Crombie Tools
Analysis Workspace

Describes the layout of an analysis workspace created by crombie workspace.

A workspace is where all analysis-specific configurations are placed. You can create a workspace with the name Workspace like the following.

mkdir Workspace
cd Workspace
crombie workspace


A new workspace will be created from the CrombieTools/templates directory and have the following layout.

Workspace/
|-- docs
|   |-- Workspace.tex
|   |-- figs
|   -- presentation.tex
|-- plotter
|   |-- CrombiePlotterConfig.sh
|   |-- MCConfig.txt
|   -- cuts.py
-- slimmer
|-- CrombieSlimmingConfig.sh
|-- FlatSkimmer.sh
|-- JobScriptList.txt
-- runSlimmer.py


Each subdirectory has distinct function, which are described below.

# Slimming

The first thing that will often be needed in an analysis is slimming files into flat trees. There are two essential steps that this layout assumes you need.

1. Changing the file format The user can go from some large, inclusive ntuples to something small and flat. Crombie Tools currently supports two methods to do this in batch jobs. One is through submissions through LXBATCH to run on files on EOS. The other method is to run on files interactively in a terminal. To allow the user to run this step less often, they are encouraged to not perform too much skimming of events in this step, as that can performed in the next step.

2. Skimming events from trees This can be done with a simple cut string, as well as using a Good Run list.
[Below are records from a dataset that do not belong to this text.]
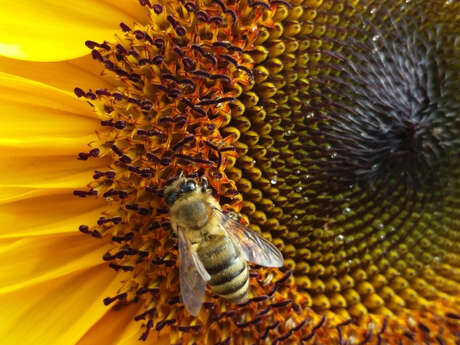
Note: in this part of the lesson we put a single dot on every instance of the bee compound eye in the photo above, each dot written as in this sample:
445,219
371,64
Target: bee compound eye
188,186
171,198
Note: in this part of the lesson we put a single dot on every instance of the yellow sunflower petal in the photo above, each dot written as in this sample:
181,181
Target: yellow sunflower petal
55,30
56,312
47,214
62,74
33,171
38,259
29,109
112,327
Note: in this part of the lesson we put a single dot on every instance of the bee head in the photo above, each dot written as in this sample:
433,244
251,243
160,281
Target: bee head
183,186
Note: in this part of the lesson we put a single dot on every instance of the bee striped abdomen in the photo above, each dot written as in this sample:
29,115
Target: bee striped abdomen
229,272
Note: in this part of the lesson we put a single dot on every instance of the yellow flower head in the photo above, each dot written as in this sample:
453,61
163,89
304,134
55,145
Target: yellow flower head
332,126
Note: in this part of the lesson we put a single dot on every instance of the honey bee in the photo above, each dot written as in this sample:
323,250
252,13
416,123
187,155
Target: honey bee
214,247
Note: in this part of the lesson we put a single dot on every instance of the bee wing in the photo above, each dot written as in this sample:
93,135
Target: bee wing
253,246
193,276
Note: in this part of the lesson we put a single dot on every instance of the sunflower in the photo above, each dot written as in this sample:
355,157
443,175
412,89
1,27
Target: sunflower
332,126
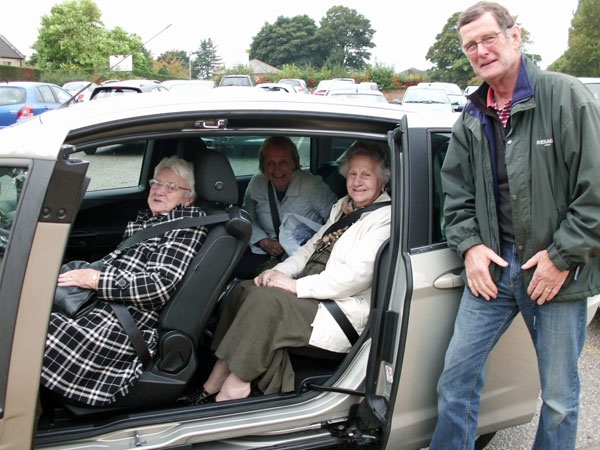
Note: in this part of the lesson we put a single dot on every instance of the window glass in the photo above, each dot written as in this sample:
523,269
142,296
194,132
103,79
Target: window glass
114,166
242,151
12,95
11,186
45,94
439,146
61,95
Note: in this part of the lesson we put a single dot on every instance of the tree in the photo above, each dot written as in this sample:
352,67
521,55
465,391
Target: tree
69,37
287,41
176,62
206,61
582,57
345,37
72,37
450,62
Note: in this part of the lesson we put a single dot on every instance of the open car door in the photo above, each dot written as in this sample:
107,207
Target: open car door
416,297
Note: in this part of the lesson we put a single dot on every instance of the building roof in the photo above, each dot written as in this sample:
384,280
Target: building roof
261,67
7,50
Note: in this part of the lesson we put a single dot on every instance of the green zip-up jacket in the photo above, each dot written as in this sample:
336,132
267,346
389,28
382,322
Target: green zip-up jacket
553,166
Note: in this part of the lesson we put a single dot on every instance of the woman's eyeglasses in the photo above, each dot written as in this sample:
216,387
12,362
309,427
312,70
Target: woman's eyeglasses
169,187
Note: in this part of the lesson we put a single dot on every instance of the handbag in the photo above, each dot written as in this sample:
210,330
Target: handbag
74,301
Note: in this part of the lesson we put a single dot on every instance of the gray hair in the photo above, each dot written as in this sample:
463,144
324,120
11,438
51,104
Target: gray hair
373,151
182,168
500,13
282,142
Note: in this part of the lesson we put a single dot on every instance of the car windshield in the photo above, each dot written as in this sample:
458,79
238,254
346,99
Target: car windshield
75,85
12,95
360,98
237,81
424,96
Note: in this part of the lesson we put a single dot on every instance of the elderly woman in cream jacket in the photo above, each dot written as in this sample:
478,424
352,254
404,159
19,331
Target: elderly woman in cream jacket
283,308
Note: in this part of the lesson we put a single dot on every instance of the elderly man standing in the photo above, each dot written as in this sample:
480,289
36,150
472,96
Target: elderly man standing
523,210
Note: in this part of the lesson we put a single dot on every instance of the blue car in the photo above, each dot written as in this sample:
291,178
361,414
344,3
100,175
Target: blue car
21,100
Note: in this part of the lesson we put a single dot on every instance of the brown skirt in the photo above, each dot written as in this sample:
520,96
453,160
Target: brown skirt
258,324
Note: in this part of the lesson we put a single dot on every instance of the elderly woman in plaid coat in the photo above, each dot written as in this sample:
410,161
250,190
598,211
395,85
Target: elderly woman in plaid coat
90,359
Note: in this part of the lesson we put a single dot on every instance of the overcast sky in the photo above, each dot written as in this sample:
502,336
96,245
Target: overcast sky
404,30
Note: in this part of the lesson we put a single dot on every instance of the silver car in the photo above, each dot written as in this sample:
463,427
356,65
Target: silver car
58,203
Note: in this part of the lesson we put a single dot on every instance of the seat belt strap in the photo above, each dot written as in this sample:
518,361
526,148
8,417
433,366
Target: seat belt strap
339,316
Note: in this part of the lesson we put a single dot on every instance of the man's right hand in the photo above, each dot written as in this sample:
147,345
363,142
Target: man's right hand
477,264
271,246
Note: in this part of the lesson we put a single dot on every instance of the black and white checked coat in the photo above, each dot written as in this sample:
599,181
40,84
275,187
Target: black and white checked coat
91,359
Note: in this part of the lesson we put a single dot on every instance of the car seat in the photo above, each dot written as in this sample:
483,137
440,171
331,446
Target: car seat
184,317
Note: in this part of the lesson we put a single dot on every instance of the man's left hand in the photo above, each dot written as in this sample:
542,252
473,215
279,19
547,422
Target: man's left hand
547,279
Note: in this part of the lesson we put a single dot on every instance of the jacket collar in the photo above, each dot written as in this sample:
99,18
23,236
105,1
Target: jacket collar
523,88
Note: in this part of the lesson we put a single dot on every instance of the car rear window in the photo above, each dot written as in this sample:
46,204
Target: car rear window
12,95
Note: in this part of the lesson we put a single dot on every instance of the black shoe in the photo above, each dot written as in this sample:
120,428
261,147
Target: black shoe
198,397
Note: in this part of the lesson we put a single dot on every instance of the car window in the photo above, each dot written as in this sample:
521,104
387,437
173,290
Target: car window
105,172
242,151
11,185
12,95
45,94
439,145
61,95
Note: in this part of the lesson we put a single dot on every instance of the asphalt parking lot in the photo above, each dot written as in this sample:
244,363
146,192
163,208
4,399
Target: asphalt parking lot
588,433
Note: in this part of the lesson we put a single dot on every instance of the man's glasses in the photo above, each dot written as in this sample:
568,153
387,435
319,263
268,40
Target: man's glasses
169,187
486,41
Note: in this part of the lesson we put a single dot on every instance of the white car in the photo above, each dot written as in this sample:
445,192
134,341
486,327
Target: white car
276,87
425,99
58,203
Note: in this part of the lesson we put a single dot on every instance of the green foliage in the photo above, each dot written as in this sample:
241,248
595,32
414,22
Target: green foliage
382,75
12,73
288,40
72,37
450,63
206,61
69,36
345,37
582,58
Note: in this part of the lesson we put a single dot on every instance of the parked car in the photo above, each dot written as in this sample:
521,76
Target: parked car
453,91
368,85
593,84
81,90
236,80
276,87
59,204
357,95
118,88
470,89
298,84
425,99
325,86
21,100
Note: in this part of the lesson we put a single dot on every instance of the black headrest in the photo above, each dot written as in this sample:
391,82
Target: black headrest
215,180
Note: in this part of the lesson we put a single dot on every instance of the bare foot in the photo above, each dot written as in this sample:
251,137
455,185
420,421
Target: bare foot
217,377
234,388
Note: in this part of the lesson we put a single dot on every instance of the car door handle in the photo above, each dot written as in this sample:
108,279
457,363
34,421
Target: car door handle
448,280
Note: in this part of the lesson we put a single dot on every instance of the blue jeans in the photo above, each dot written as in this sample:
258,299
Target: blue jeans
558,332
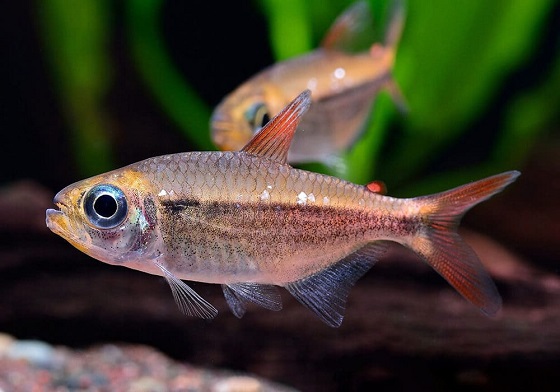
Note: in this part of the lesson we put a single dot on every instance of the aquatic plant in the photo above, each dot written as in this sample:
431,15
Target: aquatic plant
475,74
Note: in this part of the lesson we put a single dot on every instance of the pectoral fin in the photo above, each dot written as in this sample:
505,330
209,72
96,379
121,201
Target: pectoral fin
239,294
326,292
186,298
273,141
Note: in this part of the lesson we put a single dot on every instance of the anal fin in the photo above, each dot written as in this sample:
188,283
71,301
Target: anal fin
326,292
238,295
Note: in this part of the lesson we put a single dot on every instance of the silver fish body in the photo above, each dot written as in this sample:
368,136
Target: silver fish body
249,221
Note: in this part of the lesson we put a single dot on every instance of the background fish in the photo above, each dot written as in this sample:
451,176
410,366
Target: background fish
250,222
343,86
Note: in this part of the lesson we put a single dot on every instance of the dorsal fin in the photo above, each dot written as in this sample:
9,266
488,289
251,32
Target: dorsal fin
354,23
274,140
377,187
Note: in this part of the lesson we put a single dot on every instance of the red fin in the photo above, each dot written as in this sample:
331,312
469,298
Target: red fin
352,23
274,140
377,187
442,247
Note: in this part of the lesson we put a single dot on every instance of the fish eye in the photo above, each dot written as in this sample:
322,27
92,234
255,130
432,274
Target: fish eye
257,116
105,206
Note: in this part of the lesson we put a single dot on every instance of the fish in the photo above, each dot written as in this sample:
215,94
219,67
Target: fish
344,85
249,221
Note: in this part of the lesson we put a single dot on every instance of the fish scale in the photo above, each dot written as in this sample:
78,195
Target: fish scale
249,221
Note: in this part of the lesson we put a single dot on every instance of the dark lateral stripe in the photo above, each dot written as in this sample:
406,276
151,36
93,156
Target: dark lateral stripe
180,204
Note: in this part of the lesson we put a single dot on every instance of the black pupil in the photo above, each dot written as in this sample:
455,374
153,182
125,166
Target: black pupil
105,206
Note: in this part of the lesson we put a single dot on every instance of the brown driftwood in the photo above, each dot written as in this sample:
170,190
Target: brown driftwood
404,327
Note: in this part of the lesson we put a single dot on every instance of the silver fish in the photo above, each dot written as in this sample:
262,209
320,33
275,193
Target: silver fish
249,221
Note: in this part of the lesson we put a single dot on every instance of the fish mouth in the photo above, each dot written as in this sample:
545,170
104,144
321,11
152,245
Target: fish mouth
56,220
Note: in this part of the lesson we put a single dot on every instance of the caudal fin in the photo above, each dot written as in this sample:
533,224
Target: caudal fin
443,248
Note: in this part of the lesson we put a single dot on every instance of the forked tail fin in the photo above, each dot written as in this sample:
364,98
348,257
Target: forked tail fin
442,247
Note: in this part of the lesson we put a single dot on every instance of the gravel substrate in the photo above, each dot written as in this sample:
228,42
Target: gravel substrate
30,366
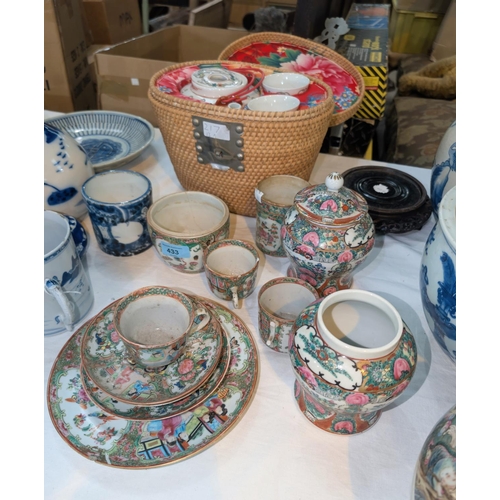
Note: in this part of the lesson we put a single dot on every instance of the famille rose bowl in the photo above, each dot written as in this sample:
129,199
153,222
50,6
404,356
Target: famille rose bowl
327,234
352,355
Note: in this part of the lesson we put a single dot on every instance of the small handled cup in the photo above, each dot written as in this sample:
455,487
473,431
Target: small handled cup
281,300
154,323
231,269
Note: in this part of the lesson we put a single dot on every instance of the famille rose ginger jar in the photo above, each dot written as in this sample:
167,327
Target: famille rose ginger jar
352,355
436,472
327,233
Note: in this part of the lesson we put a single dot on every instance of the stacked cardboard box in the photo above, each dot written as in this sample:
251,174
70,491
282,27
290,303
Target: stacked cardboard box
67,78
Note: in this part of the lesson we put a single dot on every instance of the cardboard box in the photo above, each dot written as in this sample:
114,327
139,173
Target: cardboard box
67,79
113,21
368,50
445,43
124,70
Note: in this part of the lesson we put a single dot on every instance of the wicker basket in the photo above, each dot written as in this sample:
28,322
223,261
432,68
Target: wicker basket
272,143
337,117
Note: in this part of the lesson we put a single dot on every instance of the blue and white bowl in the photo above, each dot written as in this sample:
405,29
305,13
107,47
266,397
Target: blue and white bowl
111,139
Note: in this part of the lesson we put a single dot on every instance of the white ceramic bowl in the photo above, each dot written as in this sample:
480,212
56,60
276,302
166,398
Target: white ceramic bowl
277,102
288,83
181,225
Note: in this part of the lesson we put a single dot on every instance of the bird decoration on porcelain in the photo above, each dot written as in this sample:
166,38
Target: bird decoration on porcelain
327,234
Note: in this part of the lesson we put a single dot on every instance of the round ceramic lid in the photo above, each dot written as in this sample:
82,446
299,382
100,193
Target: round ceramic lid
331,203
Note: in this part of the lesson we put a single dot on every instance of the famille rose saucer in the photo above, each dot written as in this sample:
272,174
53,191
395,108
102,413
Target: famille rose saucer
134,412
117,442
107,364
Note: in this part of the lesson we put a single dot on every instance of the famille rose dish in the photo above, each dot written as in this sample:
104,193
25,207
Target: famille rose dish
296,59
107,365
110,440
177,82
136,412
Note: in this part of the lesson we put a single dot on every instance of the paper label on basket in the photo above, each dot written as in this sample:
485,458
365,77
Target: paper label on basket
216,131
179,251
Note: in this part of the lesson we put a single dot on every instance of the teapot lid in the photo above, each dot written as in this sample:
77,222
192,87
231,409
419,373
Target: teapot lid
331,203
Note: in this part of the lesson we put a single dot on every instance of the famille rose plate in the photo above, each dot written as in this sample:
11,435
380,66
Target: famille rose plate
134,412
296,59
107,365
177,82
117,442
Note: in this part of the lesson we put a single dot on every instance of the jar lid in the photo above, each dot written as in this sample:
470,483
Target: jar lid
331,203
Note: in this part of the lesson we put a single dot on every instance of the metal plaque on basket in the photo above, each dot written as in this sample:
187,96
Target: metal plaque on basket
219,144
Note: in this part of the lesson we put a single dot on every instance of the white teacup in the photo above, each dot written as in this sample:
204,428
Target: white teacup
68,293
154,323
276,102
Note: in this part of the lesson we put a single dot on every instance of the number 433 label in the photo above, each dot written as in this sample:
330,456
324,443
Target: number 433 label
179,251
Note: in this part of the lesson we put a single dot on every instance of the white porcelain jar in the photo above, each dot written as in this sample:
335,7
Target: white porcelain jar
438,276
66,167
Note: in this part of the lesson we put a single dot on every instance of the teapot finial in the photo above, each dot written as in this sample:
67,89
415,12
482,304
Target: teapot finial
334,181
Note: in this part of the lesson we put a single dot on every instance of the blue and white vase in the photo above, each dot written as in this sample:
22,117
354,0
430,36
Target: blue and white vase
66,168
443,176
438,276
To understand how to do these steps, take a look inside of the file slimmer/CrombieSlimmingConfig.sh. The variables all start with Crombie to ensure that the names do not overlap with any environment variables that may be set by other tools used by the user. The meanings of each variable is listed below.

# Environment Variables

These are the environment variables used in the slimming and skimming of an analysis.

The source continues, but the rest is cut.